While imaging studies are an important part of providing care, unnecessary imaging studies are expensive, time-consuming, and can expose patients to risks such as radiation, intravenous contrast, or additional workup of incidental findings. One study found that imaging services accounted for 8% of total Medicare Part B expenditures, which equated to nearly $64 billion in 2019.1 Sharing health data through interoperability standards can improve efficiency and quality of care for patients who seek care in multiple systems.2
Providers using the Epic electronic health record (EHR) for documentation can be notified when they order an imaging study for which the patient already has a similar order or recent result. The provider can then choose whether it makes sense to continue to place the imaging order. This feature has been available for more than a decade for orders in the same instance of Epic, which can include other hospital or clinic locations within the same healthcare organization as well as independent hospitals or clinics who share an instance of Epic through the Community Connect program.
In 2021, Epic expanded this functionality to include duplicate order checking across external organizations with the release of Happy Together Imaging and Duplicate Checks Everywhere. This allows imaging orders sent from interoperable external systems to be evaluated as potential duplicate orders. As of November 2024, more than 3,000 hospitals and more than 774,000 physicians in the U.S. are connected through Epic’s Care Everywhere interoperability framework.
To better understand how these duplicate imaging order notifications influenced provider behavior, we studied more than 32.4 million notifications presented over one year. A duplicate order is considered prevented if the provider cancelled or removed the duplicate order from the notification directly, while a potentially prevented duplicate describes when a provider navigates out of the ordering activity instead of placing the order.
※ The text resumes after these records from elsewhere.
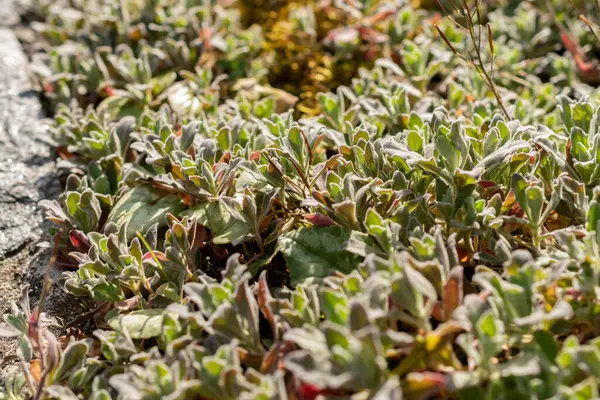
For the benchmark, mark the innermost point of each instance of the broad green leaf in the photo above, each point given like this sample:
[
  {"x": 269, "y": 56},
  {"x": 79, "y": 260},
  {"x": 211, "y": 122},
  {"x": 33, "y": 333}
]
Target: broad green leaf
[
  {"x": 142, "y": 207},
  {"x": 224, "y": 225},
  {"x": 142, "y": 324},
  {"x": 318, "y": 252}
]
We found that each month between 400,000 and 500,000 orders were prevented or potentially prevented, as shown in Figure 1. If each of these imaging orders were a lower cost exam like a chest x-ray, this could equate to between $310 million to $523 million dollars in savings in just one year.3 If half of these orders were a more expensive exam, such as an MRI of the chest with contrast,4 this could equate to between $1.5 billion and $2.6 billion dollars in savings in one year.
As adoption of Happy Together Imaging and Duplicate Checks Everywhere increased, we saw duplicate checks trigged by external imaging exams increase from 0.4% of duplicate imaging notifications in April 2023 to 1.1% in April 2024, an increase of 160%, equating to nearly 246,000 notifications over the study period. This could represent between $2.2 million and $10.9 million of the potential annual savings noted for duplicate imaging order notifications.